Friday, April 27, 2012

"Don't Dress for Dinner" Opens on Broadway

The final production in the Roundabout Theatre Company's 2011-2012, and one of the final two productions of the Broadway season overall (with Leap of Faith, which also opened last night), the Broadway production of Don't Dress for Dinner, a French farce by the author of Boeing-Boeing opened last night at the American Airlines Theatre. The reviews are in and they are mixed.  Variety Magazine's Marilyn Stasio thoroughly enjoyed the show while Charles Isherwood of the New York Times thoroughly did not.
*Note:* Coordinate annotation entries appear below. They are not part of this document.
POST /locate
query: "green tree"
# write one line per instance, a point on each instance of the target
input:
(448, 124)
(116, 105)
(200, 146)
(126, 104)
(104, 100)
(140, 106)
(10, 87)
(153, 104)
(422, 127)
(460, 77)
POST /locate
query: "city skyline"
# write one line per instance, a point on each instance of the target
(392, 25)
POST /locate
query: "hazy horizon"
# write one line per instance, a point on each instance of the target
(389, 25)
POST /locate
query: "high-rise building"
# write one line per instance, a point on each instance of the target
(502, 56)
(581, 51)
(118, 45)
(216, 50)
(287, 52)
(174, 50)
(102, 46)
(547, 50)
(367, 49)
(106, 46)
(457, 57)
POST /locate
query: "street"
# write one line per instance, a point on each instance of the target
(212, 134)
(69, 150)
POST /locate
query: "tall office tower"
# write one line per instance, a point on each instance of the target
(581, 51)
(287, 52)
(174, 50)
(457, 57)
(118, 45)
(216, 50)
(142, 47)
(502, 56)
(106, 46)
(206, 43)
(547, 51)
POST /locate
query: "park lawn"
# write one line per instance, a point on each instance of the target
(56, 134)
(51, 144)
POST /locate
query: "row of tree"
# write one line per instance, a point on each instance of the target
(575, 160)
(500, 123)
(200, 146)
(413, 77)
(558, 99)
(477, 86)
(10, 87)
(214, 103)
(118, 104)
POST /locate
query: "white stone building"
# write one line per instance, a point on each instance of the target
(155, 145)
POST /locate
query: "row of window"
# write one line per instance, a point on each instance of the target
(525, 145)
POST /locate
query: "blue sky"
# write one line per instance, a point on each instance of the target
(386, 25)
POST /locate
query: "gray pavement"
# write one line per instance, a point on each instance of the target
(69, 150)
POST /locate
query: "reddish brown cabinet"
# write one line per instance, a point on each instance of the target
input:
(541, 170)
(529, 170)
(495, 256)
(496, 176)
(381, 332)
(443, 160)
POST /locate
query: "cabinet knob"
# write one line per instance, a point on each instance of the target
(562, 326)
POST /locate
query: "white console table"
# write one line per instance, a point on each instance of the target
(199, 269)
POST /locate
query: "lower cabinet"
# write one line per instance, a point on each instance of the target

Ms. Stasio commented that, "After working up this high-gloss version of Robin Howdon's crafty adaptation at Chicago's Royal George Theatre a few years ago, veteran helmer John Tillinger brings it in with an A-list design team and a cast that knows how to negotiate the sublimely silly conventions of classic farce." Mr. Isherwood, taking the opposite view, writes, "Can I blame Mark Rylance? You see, if it were not for the alchemical magic of Mr. Rylance's Tony-winning performance in Mr. Camoletti's Boeing-Boeing, revived to popular acclaim on Broadway and in the West End a couple of years ago, I doubt I would have had to endure the creaking mechanics of Don't Dress for Dinner.  Instead of feeling whipped up from a classic recipe, this Roundabout Theatre Company production has the stale flavor of an old TV dinner defrosted and microwaved."

Let's see how it fares at Tuesday's Tony nominations announcement.